Hingga kemudian, saat ada kegiatan salah satu parpol dengan agenda penyampaian visi dan misi calon bupati di salah satu hotel di Kota Pematangsiantar, keduanya kembali bertemu. Ternyata, pertemuan itu mengesankan, baik bagi RHS maupun ZW.
“Ternyata saya dan Pak RHS memiliki visi misi yang sama, yakni terpanggil mengabdi mewujudkan Simalungun yang Sejahtera dan Bermartabat,” tukas ZW.
Pasca kegiatan tersebut, komunikasi keduanya berlanjut. Bahkan semakin intens, baik bertemu langsung maupun melalui telepon.
“Ada niat tulus dari hati Pak RHS. Saya pun merasa cocok dan kami memiliki kesamaan visi misi untuk memberikan yang terbaik bagi masyarakat Simalungun. Jadi kami mantapkan berkolaborasi mewujudkan visi misi itu. Pak RHS sebagai calon bupati dan saya mendampinginya sebagai calon wakil bupati,” jelas ZW.
Lebih lanjut dikatakan ZW, bersama RHS ia telah memiliki program yang diyakini mampu meningkatkan pelayanan dan pembangunan demi mewujudkan Simalungun Sejatera dan Bermartabat.
Dalam peningkatan taraf hidup masyarakat, sambungnya, perlu dilakukan upaya peningkatan
kemampuan masyarakat dengan memberikan pelatihan-pelatihan kepada masyarakat. Sehingga masyarakat memiliki keahlian dalam pengembangan diri, serta bisa menciptakan lapangan kerja.

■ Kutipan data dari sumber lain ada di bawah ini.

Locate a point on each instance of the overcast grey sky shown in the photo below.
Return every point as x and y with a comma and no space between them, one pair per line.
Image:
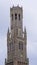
29,20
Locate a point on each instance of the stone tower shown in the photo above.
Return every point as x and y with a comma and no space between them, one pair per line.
16,39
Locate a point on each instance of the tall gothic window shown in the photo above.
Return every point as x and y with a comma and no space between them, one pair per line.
19,16
21,45
15,16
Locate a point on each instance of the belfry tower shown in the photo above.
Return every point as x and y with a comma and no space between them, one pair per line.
16,39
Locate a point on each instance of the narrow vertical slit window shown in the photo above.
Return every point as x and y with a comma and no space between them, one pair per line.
19,16
12,16
20,45
15,16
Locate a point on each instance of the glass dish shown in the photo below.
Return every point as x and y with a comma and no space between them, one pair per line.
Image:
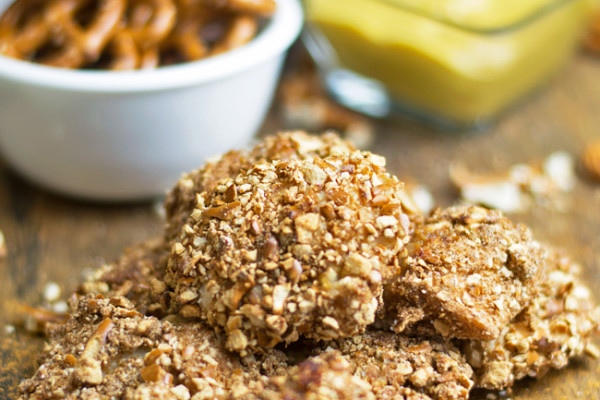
455,63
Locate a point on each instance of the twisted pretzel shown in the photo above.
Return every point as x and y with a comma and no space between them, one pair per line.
53,36
127,34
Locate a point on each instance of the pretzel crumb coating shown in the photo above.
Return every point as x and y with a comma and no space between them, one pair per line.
293,145
468,272
109,350
292,248
399,367
557,325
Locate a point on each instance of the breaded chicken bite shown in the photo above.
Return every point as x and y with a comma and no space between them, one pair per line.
399,367
468,272
327,376
557,325
109,350
291,248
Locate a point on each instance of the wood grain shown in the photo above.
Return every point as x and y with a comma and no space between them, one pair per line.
51,238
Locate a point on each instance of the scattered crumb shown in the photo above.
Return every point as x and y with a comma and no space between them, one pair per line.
591,160
52,292
3,251
305,105
554,327
521,187
60,307
285,246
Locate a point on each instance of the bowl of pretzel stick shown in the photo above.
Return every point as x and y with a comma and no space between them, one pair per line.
112,100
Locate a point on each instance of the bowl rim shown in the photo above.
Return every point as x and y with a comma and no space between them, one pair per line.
276,37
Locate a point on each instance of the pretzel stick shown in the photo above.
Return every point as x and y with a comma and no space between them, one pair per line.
241,30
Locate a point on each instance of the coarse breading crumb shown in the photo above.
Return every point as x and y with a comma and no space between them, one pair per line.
291,248
399,367
468,272
181,200
109,350
557,325
2,246
327,376
136,275
591,160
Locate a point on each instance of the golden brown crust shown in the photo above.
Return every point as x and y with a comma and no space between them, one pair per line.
469,271
556,326
399,367
137,275
292,248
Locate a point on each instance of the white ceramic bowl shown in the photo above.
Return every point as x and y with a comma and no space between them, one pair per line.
108,135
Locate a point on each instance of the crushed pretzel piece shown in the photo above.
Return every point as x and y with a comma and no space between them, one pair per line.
140,357
326,376
556,326
468,272
323,250
397,366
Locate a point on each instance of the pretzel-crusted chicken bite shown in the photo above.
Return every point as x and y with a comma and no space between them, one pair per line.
468,272
181,200
327,376
291,248
399,367
557,325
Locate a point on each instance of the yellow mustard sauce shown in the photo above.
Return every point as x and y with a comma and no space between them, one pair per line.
440,67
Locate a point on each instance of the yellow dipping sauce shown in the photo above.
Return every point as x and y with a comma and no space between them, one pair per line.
461,60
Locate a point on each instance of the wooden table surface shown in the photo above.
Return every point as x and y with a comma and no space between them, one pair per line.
51,238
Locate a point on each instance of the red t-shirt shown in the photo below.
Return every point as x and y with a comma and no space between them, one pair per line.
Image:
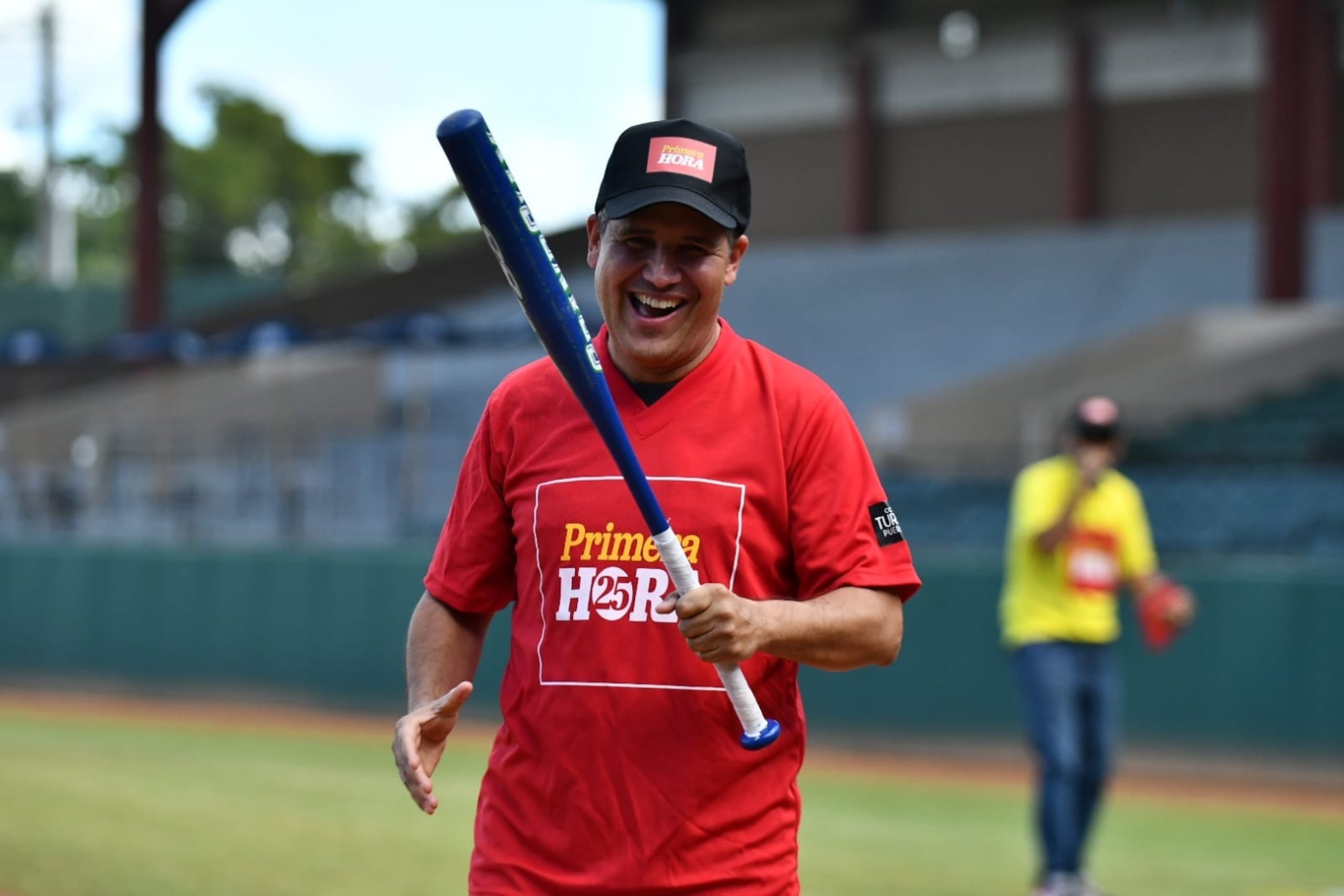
617,767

“Peran Balai Latihan Kerja (BLK) sangat besar untuk menciptakan tenaga kerja
yang memiliki skill dan disiplin. Juga pelatihan terhadap para pelaku Usaha Mikro Kecil Menengah (UMKM) maupun Usaha Kecil dan Menengah (UKM), yakni berkolaborasi dengan program pemerintah pusat,” katanya.

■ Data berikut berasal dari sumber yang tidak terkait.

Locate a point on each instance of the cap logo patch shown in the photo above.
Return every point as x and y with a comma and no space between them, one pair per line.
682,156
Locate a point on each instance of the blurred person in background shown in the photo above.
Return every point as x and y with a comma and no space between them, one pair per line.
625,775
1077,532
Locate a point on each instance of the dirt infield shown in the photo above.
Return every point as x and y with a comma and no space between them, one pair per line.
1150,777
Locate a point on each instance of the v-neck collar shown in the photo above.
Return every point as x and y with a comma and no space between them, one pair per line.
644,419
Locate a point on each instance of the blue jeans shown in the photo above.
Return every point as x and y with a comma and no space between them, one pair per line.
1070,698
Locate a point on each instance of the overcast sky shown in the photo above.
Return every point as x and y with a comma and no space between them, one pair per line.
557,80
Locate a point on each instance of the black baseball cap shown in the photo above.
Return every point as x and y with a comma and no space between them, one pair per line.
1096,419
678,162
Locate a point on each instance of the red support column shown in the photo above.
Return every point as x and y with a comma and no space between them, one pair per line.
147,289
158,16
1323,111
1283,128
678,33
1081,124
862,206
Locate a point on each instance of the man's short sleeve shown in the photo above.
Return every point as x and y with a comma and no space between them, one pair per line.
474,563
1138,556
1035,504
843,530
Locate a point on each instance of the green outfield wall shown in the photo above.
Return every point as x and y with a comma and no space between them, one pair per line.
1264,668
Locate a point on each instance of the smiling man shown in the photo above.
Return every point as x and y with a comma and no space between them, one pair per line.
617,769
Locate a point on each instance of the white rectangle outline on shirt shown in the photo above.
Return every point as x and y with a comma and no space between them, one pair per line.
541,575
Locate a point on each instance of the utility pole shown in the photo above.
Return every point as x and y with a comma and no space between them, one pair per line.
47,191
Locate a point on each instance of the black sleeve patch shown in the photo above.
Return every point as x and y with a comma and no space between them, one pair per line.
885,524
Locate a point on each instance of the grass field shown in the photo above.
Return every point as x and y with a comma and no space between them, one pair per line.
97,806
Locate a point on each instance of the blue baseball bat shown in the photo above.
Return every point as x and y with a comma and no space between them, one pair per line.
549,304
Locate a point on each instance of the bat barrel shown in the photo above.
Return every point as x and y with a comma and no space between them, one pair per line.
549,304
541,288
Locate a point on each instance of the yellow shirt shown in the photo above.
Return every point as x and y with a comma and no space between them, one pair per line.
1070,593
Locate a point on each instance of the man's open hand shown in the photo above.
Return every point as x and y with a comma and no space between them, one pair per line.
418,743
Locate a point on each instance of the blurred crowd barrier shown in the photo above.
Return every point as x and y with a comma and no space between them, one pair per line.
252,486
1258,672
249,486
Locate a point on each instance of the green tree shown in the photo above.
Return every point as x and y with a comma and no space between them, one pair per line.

“Saya kan pernah jadi Kadis Sosial di Simalungun. Dulu waktu di Dinas Sosial Simalungun, kita sudah pernah menjalankan program peningkatan kesejahteraaan masyarakat, serta memberdayakan ekonomi
kerakyatan,” tambahnya.
Masih kata ZW, dalam peningkatan kesejahteraan masyarakat juga perlu diselaraskan dengan perkembangan ilmu lengetahuan dan teknologi (iptek). Penyelarasannya, dengan memberikan pemahaman dan mengajak masyarakat terlibat langsung dalam upaya pengembangan ekonomi digital, dan pengembangan ekonomi kreatif masyarakat.
“Pengembangan teknologi tepat guna sangat bermanfaat bagi masyarakat di pedesaan,” tukasnya.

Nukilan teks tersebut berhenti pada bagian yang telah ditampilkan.